Stokely Carmichael almost in unison with Baldwin famously contended “If a white man wants to lynch me, that’s his problem. If he’s got the power to lynch me, that’s my problem. Racism is not a question of attitude; it’s a question of power.” And it is along these same theoretical lines that Pitts continues their discussion of structural white supremacy, in other words, that white supremacy is not the personally held belief that white people are superior to others by virtue of their whiteness. Rather, it is “the material differences in terms of rewards and harms sanctioned via institutional social practices”. Thus, thinking through the political relevance of the PIC and its rapid expansion since the 1970’s requires us to think through the way it distributes material benefits (psychological, social, and economic) that reinforce and restructure the hierarchized racial social system. In other words, we must make limpid the linkage between the nascent colonial beginnings of what is now a reified institution of capture.

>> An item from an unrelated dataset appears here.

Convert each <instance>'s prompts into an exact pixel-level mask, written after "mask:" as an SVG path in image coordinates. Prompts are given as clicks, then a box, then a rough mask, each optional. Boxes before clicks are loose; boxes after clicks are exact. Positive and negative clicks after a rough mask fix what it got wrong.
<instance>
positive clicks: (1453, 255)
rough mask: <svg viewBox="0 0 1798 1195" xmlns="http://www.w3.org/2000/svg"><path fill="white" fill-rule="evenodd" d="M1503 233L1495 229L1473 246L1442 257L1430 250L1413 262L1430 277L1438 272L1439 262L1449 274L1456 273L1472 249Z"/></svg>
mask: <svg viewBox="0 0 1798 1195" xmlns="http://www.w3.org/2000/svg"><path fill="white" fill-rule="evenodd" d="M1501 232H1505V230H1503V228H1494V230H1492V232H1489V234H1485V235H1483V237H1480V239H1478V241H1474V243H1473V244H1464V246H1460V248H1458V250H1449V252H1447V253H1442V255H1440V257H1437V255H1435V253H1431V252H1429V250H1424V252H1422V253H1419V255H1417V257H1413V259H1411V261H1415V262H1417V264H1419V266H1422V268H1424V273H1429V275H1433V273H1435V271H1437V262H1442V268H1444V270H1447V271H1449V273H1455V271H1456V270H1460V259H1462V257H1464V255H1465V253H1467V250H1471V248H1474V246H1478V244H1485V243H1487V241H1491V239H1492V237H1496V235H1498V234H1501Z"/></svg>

Settler anxiety is now the spectacle dejour with white supremacists taking the streets chanting “you will not replace us,” and cops mimicking oppressed nations slogans with “Blue Lives Matter,” and mocking “Whose streets? Our streets.” As such, it is high time we both recognize the long historical process of settler colonialism, and especially its relation to its most extreme forms: prison industrial complex, the border, and imperial aggression abroad. The claustrophobia felt by the oppressed and repressed today is self-same with that of the colonized in the time of the European invasion. We simply cannot understand the scope and intensity of this domestic apocalypse without demonstrating how settler colonialism structures the space of our prisons, borders, and neighborhoods. This is a history of invasion, occupation, displacement, criminalization, confinement, and isolation. Decolonization will mean unity in action for reclaiming space from the settler, the colonizer, the oppressor from the entire architecture of white supremacy.